Dos filhos deste solo, és mãe gentil.

Não era tão cedo quando ele acordou. O Sol no seu rosto já ardia, mas não mais do que o mau cheiro que pressionava o meio dos olhos de dentro pra fora. O cheiro confirmava o que ele sabia que ia acontecer, se os "maloqueiros" passaram por aquela rua mais de três vezes, era certeza de mais uma vítima. Dormiu sem saber qual, rezando pra acordar. A escolha era aleatória, mas sempre os mais magros, consequentemente os mais novos. Banalizando da forma mais irônica possível, diria que o procedimento era simples; uma madrugada, uma pedra retirada da rua de paralelepípedo, um alvo dormindo e força, muita força. Um único golpe, na cabeça, como eles dormiam de lado era até mais fácil estourar de uma vez só.
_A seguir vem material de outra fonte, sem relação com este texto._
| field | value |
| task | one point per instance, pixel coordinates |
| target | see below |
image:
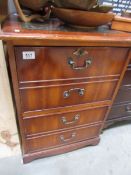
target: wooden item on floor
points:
(64, 83)
(3, 9)
(121, 23)
(82, 18)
O cheiro era de cadáver, e como se não bastasse aquela cena incrustada na memória, a vítima daquela noite foi seu irmão mais novo. Um a menos, sem registros, sem jornais. Não o perguntaram, mas ele não quis dar entrevistas. O que sobrou foram seus vinte anos, e sua fácil descrição; "era assim, um pouco alto e magro, era negro de roupas sujas, ai moço, não lembro direito". Sem dizer uma palavra o resto do dia, ele ficou pensando, por incrível que pareça, ele também pensa, também sente, também chora.

Um bicho. Um inseto que mesmo tendo seu tempo de vida curto, pode ter a morte antecipada por um tapa de alguém que se sentiu incomodado, que pode ser eliminado sem sequer fazer diferença, pois virão outros tantos iguais. "Você é um bicho, e não um homem". Mesmo que passasse dias tentando, não conseguiria descrever o que é não existir, o que é ser "o que" e não "quem", o que é ser invisível sem brincar de super-herói, o que é não ser ninguém.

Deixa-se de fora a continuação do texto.